"Emergency" Defense Bill Likely to be Anything But
by Adam Hughes*, 11/29/2006
More news coverage is out today on the enormous upcoming "emergency" appropriations request being developed by the Pentagon for the wars in Iraq and Afghanistan. We previously posted (here, and here) about how the Pentagon is attempting to widen the scope of this funding request to include not only expenses related to the two wars, but anything that could be categorized under the "broader war on terror."
Along with many in Congress and numerous outside analysts, now the Congressional Research Service has complained (in a Sept. 1 report) that the distinction between "emergency" spending related to the ongoing wars and money to continue to transform and modernize the armed forced more broadly has almost disappeared. A few gems reported recently in the media help to underscore this conclusion.

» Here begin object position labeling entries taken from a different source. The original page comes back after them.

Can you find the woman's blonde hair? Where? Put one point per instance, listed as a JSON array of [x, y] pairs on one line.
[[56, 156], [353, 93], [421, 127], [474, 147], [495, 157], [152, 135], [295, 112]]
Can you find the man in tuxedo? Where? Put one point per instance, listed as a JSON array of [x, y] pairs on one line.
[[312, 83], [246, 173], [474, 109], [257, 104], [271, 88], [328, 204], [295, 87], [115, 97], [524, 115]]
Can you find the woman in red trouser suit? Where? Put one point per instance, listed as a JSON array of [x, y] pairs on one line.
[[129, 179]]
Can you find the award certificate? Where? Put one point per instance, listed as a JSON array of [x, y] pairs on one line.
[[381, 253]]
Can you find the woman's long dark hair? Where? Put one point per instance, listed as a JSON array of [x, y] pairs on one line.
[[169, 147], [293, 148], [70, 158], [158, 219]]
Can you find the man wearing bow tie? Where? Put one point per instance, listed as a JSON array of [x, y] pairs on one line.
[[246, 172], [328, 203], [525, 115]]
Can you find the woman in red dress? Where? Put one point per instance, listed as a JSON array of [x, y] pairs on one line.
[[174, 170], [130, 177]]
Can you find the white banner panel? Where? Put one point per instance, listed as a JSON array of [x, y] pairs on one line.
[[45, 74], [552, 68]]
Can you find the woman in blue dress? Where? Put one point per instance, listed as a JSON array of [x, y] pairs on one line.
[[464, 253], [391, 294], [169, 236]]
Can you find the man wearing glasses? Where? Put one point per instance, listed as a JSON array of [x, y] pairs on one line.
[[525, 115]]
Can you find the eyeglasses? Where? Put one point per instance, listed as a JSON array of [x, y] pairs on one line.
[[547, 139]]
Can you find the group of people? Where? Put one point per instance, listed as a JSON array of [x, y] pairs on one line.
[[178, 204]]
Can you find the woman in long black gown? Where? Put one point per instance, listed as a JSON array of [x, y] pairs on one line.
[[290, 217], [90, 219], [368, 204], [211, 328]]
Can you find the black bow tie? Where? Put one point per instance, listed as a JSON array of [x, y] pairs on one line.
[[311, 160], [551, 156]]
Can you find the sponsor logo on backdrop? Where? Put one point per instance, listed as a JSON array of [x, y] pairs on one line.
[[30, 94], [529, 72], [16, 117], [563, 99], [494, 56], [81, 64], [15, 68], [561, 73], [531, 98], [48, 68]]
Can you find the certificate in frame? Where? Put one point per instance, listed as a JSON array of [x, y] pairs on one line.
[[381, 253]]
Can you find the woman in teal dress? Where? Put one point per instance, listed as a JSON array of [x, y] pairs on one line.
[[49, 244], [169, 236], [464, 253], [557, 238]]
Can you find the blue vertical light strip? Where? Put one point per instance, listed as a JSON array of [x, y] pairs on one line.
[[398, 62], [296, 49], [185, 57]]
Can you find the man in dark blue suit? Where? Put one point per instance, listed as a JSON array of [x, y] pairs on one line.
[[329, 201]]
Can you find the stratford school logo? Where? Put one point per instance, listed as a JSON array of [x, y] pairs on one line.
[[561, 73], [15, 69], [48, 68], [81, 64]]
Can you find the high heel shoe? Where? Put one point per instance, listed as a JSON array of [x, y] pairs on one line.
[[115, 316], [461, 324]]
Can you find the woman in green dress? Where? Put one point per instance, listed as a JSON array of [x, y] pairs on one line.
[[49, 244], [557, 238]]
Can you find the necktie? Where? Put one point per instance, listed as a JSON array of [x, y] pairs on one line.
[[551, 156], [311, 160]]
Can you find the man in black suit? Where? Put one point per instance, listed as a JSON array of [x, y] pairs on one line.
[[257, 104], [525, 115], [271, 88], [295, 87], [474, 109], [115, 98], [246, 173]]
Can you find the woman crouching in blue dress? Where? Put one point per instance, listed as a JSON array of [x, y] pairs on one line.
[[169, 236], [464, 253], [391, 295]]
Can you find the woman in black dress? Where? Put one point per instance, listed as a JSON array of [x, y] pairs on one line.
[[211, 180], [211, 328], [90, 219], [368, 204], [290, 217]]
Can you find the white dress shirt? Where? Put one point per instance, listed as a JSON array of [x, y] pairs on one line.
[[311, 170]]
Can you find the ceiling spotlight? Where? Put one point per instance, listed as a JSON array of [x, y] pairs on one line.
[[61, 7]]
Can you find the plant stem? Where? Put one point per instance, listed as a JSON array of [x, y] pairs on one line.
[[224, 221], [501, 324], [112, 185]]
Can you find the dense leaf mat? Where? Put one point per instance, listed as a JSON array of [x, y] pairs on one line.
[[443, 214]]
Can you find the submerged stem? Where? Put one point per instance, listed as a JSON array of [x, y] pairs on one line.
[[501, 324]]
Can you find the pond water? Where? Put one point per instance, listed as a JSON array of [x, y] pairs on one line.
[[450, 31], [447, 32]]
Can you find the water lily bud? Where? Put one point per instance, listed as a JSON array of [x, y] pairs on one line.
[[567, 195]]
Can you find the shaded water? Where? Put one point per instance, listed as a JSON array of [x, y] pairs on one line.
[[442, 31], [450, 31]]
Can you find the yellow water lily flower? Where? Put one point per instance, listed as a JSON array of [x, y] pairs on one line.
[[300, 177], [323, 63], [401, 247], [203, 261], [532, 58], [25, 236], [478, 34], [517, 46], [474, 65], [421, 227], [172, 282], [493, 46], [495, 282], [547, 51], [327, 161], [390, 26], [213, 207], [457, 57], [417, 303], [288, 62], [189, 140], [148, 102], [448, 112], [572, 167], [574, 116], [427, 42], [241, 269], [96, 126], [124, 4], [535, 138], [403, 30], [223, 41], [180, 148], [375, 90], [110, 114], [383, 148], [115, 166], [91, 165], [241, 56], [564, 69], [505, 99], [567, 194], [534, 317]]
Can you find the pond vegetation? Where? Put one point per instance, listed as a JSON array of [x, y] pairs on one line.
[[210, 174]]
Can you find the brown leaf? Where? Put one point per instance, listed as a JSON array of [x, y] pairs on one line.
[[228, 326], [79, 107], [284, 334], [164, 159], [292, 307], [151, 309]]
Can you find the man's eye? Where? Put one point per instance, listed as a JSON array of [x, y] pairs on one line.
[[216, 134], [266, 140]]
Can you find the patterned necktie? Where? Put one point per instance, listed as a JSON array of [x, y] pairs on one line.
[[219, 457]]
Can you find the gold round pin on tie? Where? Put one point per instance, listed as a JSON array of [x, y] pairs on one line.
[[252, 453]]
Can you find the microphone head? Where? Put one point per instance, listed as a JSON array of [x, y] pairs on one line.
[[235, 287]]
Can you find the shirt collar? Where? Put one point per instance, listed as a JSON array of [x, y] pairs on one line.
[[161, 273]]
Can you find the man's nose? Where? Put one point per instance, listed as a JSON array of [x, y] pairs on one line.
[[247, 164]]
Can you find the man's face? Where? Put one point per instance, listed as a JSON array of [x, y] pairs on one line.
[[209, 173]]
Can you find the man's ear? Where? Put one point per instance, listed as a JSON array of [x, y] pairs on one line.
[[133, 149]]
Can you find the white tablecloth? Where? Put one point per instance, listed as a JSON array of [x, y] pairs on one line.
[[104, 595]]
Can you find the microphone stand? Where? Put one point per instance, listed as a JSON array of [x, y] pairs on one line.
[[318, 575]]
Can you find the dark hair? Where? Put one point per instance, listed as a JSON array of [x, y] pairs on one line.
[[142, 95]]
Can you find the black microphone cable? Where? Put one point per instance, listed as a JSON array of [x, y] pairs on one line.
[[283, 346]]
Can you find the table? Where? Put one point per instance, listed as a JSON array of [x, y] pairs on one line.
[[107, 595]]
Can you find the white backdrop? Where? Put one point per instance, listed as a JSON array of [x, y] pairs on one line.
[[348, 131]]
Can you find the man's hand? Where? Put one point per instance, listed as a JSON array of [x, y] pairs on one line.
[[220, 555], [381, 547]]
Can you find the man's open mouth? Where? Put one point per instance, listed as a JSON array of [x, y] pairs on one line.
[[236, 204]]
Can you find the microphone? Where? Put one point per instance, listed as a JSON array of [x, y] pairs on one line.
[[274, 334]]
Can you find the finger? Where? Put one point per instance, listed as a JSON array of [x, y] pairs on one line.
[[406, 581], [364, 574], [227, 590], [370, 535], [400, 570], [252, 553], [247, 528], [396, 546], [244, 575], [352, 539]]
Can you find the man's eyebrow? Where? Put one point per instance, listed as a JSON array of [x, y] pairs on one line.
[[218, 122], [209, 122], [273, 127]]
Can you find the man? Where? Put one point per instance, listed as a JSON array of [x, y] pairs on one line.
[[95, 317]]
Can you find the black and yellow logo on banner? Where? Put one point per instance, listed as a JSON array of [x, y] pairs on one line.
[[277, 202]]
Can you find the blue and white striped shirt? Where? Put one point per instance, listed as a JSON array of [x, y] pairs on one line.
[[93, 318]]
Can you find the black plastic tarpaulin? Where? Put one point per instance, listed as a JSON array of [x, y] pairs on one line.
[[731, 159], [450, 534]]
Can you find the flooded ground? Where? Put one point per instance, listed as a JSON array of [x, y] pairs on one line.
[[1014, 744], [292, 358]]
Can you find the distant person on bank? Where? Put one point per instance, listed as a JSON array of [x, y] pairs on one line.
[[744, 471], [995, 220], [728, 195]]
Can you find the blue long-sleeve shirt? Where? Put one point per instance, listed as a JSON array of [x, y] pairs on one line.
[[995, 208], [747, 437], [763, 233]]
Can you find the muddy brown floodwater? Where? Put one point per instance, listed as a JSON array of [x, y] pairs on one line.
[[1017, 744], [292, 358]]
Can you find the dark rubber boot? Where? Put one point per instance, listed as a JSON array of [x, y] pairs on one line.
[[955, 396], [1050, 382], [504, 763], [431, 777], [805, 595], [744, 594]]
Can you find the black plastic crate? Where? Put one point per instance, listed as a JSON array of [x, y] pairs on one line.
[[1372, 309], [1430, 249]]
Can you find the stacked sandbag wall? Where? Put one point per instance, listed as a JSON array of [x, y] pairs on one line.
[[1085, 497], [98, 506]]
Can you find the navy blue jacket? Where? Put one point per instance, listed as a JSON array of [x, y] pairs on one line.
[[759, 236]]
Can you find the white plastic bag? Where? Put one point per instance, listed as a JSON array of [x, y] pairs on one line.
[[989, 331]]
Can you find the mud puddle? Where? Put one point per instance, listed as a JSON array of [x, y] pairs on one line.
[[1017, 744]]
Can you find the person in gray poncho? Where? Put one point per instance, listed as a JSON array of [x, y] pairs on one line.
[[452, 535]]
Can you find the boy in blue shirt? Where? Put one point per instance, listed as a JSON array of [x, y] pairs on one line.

From the Los Angeles Times:
[Winslow Wheeler, director of the Straus Military Reform Project and a former congressional budget aide] said the services were doing more than just replacing equipment destroyed in Iraq or Afghanistan. He was particularly critical of the Marine Corps' decision to use the emergency spending requests to replace old helicopters with the new V-22 Osprey, a controversial and expensive tilt rotor airplane that has yet to be deployed in Iraq or Afghanistan.
And this one from the Vermont Times Argus:
Both the Congress and Pentagon have been guilty of using the emergency spending device to bankroll non-emergency programs. For example, Congress directed the Air Force to use emergency money to buy additional C-17 jet transports, while the Pentagon is using emergency money to refurbish and replace weapons used up in Iraq — the manufacturing of which won't be completed for years — and for training new military units with expertise not required for service in Iraq and Afghanistan.
It's bad enough that the Pentagon and the Bush administration have not managed to include war costs in the regular budgeting process - that they are expanding the scope of "emergency" spending is downright shameful.